Kitapta farklı kesimlerden gelen ama hepsi aynı tehdidi, korkuyu yaşayan altı kadın ve bir transın öyküsünü birbirleriyle düğümlüyorsunuz. “Haneye Tecavüz” başlığı kitaptaki kadınların hikayesinde nereye tekabül eder? Hane, sizin için ne anlama geliyor?
Hane, benim için bir simge. Herkesin bir hanesi, yani özgürce hareket edebileceği bir yaşam alanı, Virginia Woolf’un sözünü ettiği “kendine ait bir oda”sı vardır, bunun özenle korunması gerekiyor. Bu, temel insan haklarına giriyor. Yalnız yetişkinler için değil, çocuklar için de geçerli. Sözgelimi birinin eşyalarını karıştırır, mektuplarını ya da günlüklerini okursanız onun hanesine girmiş olursunuz.

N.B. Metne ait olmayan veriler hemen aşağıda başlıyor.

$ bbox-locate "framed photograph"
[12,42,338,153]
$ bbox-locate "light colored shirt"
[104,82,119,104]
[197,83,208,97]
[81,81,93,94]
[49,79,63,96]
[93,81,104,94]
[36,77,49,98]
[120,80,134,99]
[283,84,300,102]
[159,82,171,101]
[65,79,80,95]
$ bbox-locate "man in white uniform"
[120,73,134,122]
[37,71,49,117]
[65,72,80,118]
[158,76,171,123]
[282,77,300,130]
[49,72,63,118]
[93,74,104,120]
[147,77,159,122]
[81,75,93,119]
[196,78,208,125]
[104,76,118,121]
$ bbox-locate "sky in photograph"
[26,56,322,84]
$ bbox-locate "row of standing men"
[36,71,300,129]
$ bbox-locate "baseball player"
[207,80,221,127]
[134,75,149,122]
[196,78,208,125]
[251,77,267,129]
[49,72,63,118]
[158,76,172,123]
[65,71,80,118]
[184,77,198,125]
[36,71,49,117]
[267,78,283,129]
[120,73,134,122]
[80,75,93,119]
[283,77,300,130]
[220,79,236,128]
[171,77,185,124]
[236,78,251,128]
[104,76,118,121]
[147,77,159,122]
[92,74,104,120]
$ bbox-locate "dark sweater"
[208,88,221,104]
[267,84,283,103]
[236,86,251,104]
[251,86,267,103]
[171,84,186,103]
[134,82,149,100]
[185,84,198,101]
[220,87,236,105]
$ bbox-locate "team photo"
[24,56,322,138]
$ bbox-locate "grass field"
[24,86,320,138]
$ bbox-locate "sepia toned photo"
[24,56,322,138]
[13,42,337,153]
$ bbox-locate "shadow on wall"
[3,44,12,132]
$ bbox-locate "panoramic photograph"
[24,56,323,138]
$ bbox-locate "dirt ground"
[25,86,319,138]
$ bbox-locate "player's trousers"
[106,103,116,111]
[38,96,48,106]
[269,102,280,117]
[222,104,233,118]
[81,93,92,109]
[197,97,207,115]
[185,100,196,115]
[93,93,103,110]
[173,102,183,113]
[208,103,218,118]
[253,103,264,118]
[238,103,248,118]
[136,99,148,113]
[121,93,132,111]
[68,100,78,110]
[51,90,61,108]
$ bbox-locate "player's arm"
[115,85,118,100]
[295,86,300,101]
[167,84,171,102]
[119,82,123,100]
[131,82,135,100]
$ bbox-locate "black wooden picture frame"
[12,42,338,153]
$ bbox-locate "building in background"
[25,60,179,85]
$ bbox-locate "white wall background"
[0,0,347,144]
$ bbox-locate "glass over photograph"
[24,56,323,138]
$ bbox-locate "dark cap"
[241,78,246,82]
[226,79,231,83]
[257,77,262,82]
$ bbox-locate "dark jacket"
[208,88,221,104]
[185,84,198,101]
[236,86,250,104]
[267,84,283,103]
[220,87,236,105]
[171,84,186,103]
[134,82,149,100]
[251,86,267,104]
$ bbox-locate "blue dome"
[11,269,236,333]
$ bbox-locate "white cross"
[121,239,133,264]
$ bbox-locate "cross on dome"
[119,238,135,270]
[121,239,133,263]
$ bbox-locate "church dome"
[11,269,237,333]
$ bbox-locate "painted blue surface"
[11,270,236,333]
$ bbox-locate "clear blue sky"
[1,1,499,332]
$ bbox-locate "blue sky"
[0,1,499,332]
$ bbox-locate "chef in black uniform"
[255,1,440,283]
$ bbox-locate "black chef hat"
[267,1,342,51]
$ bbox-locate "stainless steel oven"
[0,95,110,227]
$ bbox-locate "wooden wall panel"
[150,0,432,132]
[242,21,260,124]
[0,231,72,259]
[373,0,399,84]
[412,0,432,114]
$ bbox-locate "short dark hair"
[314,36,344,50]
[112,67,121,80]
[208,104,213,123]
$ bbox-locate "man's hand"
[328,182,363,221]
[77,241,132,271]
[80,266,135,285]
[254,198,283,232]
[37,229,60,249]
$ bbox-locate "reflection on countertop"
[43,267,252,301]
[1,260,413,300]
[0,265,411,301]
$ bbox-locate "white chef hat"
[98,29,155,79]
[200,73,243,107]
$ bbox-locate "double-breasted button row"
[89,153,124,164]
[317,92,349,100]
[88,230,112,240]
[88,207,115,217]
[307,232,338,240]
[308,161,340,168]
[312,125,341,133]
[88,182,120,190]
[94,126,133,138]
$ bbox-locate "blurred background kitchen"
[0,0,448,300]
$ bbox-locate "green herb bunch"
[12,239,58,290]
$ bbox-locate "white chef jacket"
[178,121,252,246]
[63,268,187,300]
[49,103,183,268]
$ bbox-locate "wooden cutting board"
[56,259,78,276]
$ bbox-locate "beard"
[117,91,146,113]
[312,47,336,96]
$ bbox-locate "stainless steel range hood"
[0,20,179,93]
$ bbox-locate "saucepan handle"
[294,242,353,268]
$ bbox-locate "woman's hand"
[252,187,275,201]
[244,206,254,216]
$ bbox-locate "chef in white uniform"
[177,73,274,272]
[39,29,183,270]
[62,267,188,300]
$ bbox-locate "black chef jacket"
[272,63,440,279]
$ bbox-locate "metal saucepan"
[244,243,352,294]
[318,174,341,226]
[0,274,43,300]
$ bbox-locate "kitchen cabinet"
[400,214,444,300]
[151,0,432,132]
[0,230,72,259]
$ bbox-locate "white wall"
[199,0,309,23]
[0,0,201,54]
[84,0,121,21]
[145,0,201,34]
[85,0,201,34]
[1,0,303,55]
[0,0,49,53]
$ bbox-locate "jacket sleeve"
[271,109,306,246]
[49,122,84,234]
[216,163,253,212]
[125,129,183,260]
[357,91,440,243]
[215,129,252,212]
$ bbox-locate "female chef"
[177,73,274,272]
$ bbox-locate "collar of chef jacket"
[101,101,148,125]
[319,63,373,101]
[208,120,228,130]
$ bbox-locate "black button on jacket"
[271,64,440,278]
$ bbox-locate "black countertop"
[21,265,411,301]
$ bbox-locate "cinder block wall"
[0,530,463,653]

Bireyin haklarının kolektif değerler bağlamında hiçe sayıldığı geleneksel toplumlarda bireysel yaşam alanı kolaylıkla zedelenebiliyor. Çoğu kez de bu aile adına yapılıyor.
Bu durumda romandaki bütün kadınların bir hanesi var ama hiçbiri gerçek anlamda “kendine ait bir hane” değil. Romanınızda “haneye tecavüz” olgusunun daha çocuklukta, aile içinde başladığını söyleyebiliriz değil mi?
Bunu milyonların izlediği dizilerde bile görüyoruz. Aile bireyleri sürekli olarak birbirlerine baskı yapıyorlar. Sadece büyükler çocuklara baskı yapmıyorlar, çocuklar da büyüklere yapıyorlar. Sözgelimi anne babadan ayrılmış bir sevgilisi var, çocuk bunu hazmedemeyip kıyameti koparıyor. Anneyi iyi bir anne olmamakla suçluyor, anne de eril yapılanma için toplumun genel normlarına uymadığı için kolayca bir suçluluk duygusu içine giriyor. Bireyin haklarına ve özgürlüğüne saygı gibi bir şey ya da kendini karşısındakinin yerine koymak, yani empati söz konusu bile olamıyor. Aile bireyleri sadece birbirleriyle olan ilişkilerine göre değerlendiriliyor. Bu bir kadermiş gibi kabul edildiği ve yaşandığı için de sürekli çatışmalar yaşanıyor.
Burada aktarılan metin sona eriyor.